Saturday, 18 March 2006

2006: The Elephant Man by Bernard Pomerance

The Elephant Man by Bernard Pomerance.  Moonlight, directed by Jay Sullivan at ANU Arts Centre Drama Lab.  March 15-25, 8pm.

    I'm glad I never saw the David Lynch film, which seems to count the roles of John Merrick and Dr Frederick Treves as the star parts.  In Moonlight's production, Matt Borneman certainly stands out as the Elephant Man and Justin Davidson does a competent job as Dr Treves. 

    But the star is clearly Rachael Teding van Berkhout as Miss Kendal.  The historical actress was Mrs (later Dame Madge) Kendal.  In 1895 George Bernard Shaw said of his new play Candida "There are only two people in the world possible for [the woman's part]: Janet Achurch, for whom it was written, and Mrs Kendal."  Van Berkhout played absolutely candidly as I am sure Mrs Kendal would have done, in sensitively showing Merrick true compassion. 

    I was somewhat surprised that Moonlight have moved away from their original plan of presenting three plays by one major playwright each year, previously Brecht and Chekhov.  Though Sullivan has understood and successfully applied the non-naturalistic style of this play,  The Elephant Man does not have the complexity to properly put ANU drama graduates to the test, nor the place in the theatre canon to justify study by undergraduates. 

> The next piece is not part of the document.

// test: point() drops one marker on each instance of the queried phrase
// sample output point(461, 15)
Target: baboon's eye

    This production turns Moonlight into just another amateur theatre group, rather than the valuable link it has been for two years between gown and town.  I thought the Edith Torey Bequest, which helps fund Moonlight, specified drama education as its purpose, but there is not enough to learn from Pomerance's chronological documentary piece of "faction". 

     But this is not to say the evening is wasted.  I found the theme demonstrated through the awful experiences of Merrick as a freak show exhibit, and the moral problem Miss Kendal causes for the treating doctor, whose Christian beliefs run counter to his science, showed how we have not come very far since the days of the real Joseph Merrick.  We may think we are liberated by reality television, but it seems to me like just a new kind of freak show, engendering similar prejudicial attitudes.  The anti-discrimination message is made clear in this production - a worthwhile result.